Moreover, Dr. Salopek's assessment is based, in significant part, on Plaintiff's own reporting. Id. "[A] medical source does not transform the claimant's subjective complaints into objective findings simply by recording them...." Hatton v. Comm'r, 131 F.Appx. 877, 879 (3d Cir. 2005) (citation omitted); see Clements v. Apfel, 76 F.Supp.2d 599, 603 (E.D. Pa. 1999) ("It was reasonable for the ALJ to discount a medical opinion based solely on a patient's subjective complaints rather than objective medical evidence."). As the ALJ found that Plaintiff was not entirely credible (ECF No. 7-2, pp. 24, 28-29), the ALJ was then free to reject a medical opinion based almost exclusively on Plaintiff's own reporting. Thus, I find no merit to this argument.

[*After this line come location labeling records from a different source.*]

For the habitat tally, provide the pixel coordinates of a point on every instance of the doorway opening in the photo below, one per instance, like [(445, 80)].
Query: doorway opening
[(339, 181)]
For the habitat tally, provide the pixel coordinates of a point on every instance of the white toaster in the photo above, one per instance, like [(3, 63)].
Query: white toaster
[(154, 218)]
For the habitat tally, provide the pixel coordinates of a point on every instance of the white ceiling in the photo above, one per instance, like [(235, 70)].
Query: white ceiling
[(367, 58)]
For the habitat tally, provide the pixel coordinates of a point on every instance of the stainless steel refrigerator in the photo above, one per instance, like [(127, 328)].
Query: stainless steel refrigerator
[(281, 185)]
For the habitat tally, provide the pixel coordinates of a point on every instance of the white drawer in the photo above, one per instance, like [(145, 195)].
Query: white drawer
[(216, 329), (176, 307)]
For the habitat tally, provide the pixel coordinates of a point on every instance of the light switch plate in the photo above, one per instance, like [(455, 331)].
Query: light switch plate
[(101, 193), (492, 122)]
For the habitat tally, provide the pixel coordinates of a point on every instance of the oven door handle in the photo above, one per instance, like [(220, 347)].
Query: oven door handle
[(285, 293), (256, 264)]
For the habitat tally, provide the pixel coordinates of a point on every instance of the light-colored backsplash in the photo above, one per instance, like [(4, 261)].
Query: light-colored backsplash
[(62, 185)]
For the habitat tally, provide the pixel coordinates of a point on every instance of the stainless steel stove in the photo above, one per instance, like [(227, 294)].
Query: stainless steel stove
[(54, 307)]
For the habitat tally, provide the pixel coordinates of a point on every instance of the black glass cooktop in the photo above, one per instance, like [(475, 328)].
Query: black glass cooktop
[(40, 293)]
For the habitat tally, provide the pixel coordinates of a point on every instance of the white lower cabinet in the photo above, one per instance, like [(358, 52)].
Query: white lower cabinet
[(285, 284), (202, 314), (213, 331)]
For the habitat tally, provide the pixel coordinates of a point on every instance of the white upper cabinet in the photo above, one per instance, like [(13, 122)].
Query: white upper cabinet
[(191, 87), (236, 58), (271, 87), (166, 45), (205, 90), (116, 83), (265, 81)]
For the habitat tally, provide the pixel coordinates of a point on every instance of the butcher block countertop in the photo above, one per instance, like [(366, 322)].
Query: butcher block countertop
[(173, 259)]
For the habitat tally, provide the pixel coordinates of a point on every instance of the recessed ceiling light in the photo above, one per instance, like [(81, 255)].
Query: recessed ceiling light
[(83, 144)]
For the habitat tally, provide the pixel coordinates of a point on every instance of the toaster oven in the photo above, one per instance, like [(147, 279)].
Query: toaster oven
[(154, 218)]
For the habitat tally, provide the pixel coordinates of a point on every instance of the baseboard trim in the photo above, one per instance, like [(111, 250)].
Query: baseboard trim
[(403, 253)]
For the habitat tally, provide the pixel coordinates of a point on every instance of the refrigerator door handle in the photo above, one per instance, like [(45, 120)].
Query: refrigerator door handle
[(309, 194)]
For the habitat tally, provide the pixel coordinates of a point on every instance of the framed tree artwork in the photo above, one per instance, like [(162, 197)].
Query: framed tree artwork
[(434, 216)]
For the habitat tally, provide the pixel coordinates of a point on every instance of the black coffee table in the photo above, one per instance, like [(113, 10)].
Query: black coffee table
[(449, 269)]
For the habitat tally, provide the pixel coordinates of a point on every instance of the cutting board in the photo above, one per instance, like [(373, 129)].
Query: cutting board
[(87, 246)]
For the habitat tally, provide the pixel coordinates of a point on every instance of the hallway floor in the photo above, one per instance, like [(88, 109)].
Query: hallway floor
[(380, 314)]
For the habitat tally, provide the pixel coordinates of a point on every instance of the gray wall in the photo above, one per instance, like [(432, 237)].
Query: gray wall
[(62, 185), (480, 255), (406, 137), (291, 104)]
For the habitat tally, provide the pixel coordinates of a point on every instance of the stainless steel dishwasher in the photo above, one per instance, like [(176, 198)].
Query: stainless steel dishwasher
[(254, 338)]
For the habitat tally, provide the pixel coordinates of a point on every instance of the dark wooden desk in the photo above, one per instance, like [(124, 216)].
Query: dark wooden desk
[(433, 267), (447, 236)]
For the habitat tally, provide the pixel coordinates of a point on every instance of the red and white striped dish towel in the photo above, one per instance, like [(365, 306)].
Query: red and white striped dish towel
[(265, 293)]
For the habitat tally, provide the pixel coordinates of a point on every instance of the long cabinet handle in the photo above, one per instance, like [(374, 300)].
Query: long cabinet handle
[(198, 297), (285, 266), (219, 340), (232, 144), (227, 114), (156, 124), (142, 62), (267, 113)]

iii. ALJ's "medical judgment"
Finally, Plaintiff asserts that the ALJ erred in giving Dr. Salopek's RFC opinion little weight because it was based on the ALJ's own medical judgment. (ECF No. 9, pp. 26-29). After a review of the record, I disagree. In this case, the ALJ compared Dr. Salopek's RFC with his treating records and noted the inconsistencies. This does not constitute making a medical judgment. Therefore, I find no error in this regard.
An appropriate order shall follow.
ORDER OF COURT
THEREFORE, this 5th day of June, 2014, it is ordered that Plaintiff's Motion for Summary Judgment (Docket No. 8) is denied and Defendant's Motion for Summary Judgment (Docket No. 12) is granted.